Nouakchott,  13/07/2011
Le ministère de la justice a organisé, mercredi, au palais des congrès à Nouakchott, en collaboration avec l'Union européenne, une journée d'information sur la réforme judiciaire.
Les axes de cette réformes tendent à renforcer l'Etat de Droit, à assurer la garantie des libertés individuelles et collectives et à asseoir une justice efficace et fonctionnelle au service de la paix sociale et du développement économique du pays.
Cette réforme permettra, en outre, entre 2011 et 2015 de rapprocher la justice des justiciables, de la rendre plus diligente et garante de l'égalité de tous devant la loi, conformément au programme politique du Président de la République.
Dans un mot prononcé pour la circonstance, le ministre de la justice, M. Abidine Ould El Khaire a indiqué que l'institution judiciaire constitue un pilier essentiel dans un Etat de Droit et un levier principal de la crédibilité de celui-ci, à travers la protection des libertés des citoyens, la préservation de leurs biens et leur sécurité, ainsi que la création d'un environnement propice à la paix civile, à la stabilité sociale et politique, à l'émergence d'un développement durable et à la garantie d'un contexte favorable pour attirer les investisseurs nationaux et étrangers.
Fort de ce constat, a dit le ministre, le Président de la République, Monsieur Mohamed ould Abdel Aziz n'a cessé, là où l'occasion se présente, de donner les instructions allant dans le sens du développement et de la modernisation de l'appareil judiciaire "qui assume une lourde responsabilité en matière de distribution de la justice entre les justiciables".

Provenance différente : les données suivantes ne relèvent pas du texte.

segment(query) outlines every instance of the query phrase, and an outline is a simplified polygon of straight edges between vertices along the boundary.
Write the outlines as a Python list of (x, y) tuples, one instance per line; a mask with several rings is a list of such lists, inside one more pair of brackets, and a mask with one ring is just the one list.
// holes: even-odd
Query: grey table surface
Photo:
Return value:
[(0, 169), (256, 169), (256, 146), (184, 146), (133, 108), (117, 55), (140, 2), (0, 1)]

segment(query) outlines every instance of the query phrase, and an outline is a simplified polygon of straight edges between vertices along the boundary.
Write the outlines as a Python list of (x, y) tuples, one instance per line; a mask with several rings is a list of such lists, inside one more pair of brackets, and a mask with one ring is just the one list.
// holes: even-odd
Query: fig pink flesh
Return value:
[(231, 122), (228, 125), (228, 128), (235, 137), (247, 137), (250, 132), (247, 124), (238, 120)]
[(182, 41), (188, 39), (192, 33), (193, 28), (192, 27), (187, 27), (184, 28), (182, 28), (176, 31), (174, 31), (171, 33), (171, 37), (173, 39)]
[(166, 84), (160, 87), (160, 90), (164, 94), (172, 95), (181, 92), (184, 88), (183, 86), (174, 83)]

Il a souligné que l'importance accordée par le Président de la République à l'appareil judiciaire s'est vue concrétisée dans les axes prioritaires du programme du gouvernement qui fait de la justice un objectif stratégique.
Il a ajouté que la rencontre d'aujourd'hui réflète l'intérêt qu'accordent les pouvoirs publics à la réforme judiciaire en tant que choix politique, matérialisé durant les trois dernières années par l'amélioration des conditions matérielles et morales des magistrats et des auxiliaires de la justice, ainsi que par la mise à norme des infrastructures judiciaires et la modernisation du dispositif juridique et législatif.
Le ministre a affirmé que des pas importants ont été franchis sur le chemin de la réforme " et les résultats escomptés ont commencé à porter leurs fruits au niveau du système judiciaire", a-t-il dit, soulignant qu'un travail de longue haleine reste cependant à faire, "ce qui nécessite la conjugaison des efforts des acteurs judiciaires afin de consolider et pousser vers l'avant les actions de notre département, conformément aux orientations de notre gouvernement et aux engagements de nos partenaires dans le domaine judiciaire".
Prenant la parole à son tour, SEM Hans-Georg Gerstenlauer, ambassadeur, chef de Délégation de l'Union européenne a indiqué que l'Union Européenne accompagne depuis 2007 la réforme du secteur de la justice, soulignant qu'au bout de 4 années d'appui, il était nécessaire de reprendre le dialogue sur cette réforme et de s'informer sur les acquis ainsi que sur les futurs axes d'intervention.
Il s'est, par ailleurs, félicité de la volonté politique de la Mauritanie qui a permis d'organiser la journée d'aujourd'hui et d'entamer les études et les activités nécessaires à la discussion en vue de l'adoption d'une nouvelle stratégie pour les années à venir.
Il a ajouté que l'Union Européenne porte une attention particulière à la consolidation de l'Etat de Droit en Mauritanie, précisant que c'est pour cela qu'elle a mis à la disposition des autorités un programme d'appui au secteur de plus de 1,8 milliards UM ainsi qu'une série de financements directs avec des associations des droits de l'homme à hauteur de 955 millions d'UM.
La cérémonie d'ouverture de la journée s'est déroulée en présence des ministres de la défense nationale et des affaires économiques et du développement, du commissaire aux droits de l'homme, à l'action humanitaire et aux relations avec la société civile, du Président de la cour suprême et du procureur général près la cour suprême.